When I cook at home, it’s all about cooking with leftovers. As a food stylist, the question I get asked about my job the most is “do you get to eat the food?” and while I personally always sample everything on set (obv), there will always be uncooked ingredients left over. While that’s great, it doesn’t necessarily all go together. Lots gets frozen or experimented with in different ways, and that’s what I’d like to share with you. I’m not saying that every recipe I post here will be a mish-mash of randomness but in the interest of never letting food go to waste and cooking with a purpose, I’m really excited to share my creations with you.

So that’s where I started with this recipe. I’d had a block of shortcrust pastry in my freezer for months, and an unopened jar of onion and garlic jam at the back of my cupboard. I’d also managed to save two massive, albeit slightly bruised, heirloom tomatoes from being thrown out at my local supermarket, and so this recipe arose by a kind of fabulous coincidence. The last thing I had was time (and also some actual thyme) due to the long weekend celebrating Islamic New Year in Dubai, so I put my phone in the other room and went about rolling out my pastry (with an olive oil bottle, incase you were wondering).

Here’s to long, lazy weekend cooks, huh?

Well, I say long, but I did take a fair few shortcuts with this galette. I want you to know that you should feel free to A. make the pastry for this recipe yourself and B. make the onion jam yourself too, but hey, I’m sure you’ll forgive me for saving you an hour or so.

Once I’d rolled the pastry out fairly thinly, I spread it with the onion jam, topped that with goat’s cheese, and then artfully layered over my rescued heirlooms, along with a few baby plum tomatoes. I had laid the tomatoes on a cooling rack, salted them and let them stand before this, to remove the moisture. That meant when I eventually tucked them into the pastry, sprinkled with thyme and placed the galette into a piping hot oven, they roasted without becoming overly juicy, allowing the goats cheese to bubble up and brown slightly and the pastry to turn crisp. My mouth is watering just thinking about it, honestly.

The full recipe is below.


Approximately 400g heirloom tomatoes (I used about 300g heirlooms and 100g leftover baby plum tomatoes- a mix of sizes, shapes and colours makes for a beautiful galete)

6-8tsp fine salt

250g shortcrust pastry

3 tbsp onion and garlic chutney (I used Waitrose Essentials)

100g goat’s cheese, sliced into rounds

1 egg

few sprigs of fresh thyme


Place a cooling rack over a baking tray, or alternatively in the sink.

Slice the larger tomatoes into 1/2 cm thick slices, and halve the cherry tomatoes.
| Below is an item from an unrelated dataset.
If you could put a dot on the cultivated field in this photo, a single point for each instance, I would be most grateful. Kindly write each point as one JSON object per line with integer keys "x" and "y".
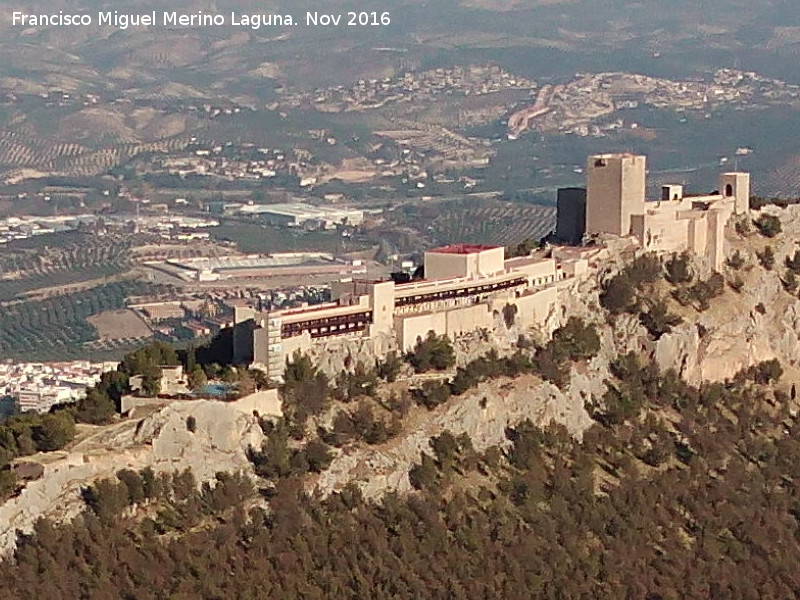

I like to do this in a mix of both length and width ways. Lay the slices on the prepared cooling rack. Sprinkle with half of the fine salt. Allow to sit for 15 minutes. Blot the tomatoes with kitchen paper, then turn and repeat on the other side.

Meanwhile, preheat the oven to 200°C or 180°C fan and allow the pastry to come to room temperature.

Place the pastry between two sheets of parchment paper and roll into 25cm circle (don’t worry about shape too much. I really wasn’t going for perfection here, remember it’s a rustic masterpiece). Peel back the top sheet of parchment. Pick up the edges of the baking parchment and place onto a baking sheet.

Spread the onion chutney over the pastry, leaving a 5cm or so border around the edge, to be folded later. Top the chutney with goat’s cheese, then cover with the now salted tomatoes.

Fold the edges of pastry over the filling, framing the tomatoes in the centre. Whisk the egg in a small bowl with a little fine salt to break down the proteins, and brush over the pastry. Season the whole galette with flaked salt and freshly cracked black pepper, and sprinkle over a few sprigs of fresh thyme.

Place in the oven for about 35-40 minutes, or until the crust becomes golden brown and crisp, and the goat’s cheese is bubbling. Sprinkle over a little extra thyme is desired. Serve right away, although saying that, this makes for an excellent lunch the next day with a simple salad.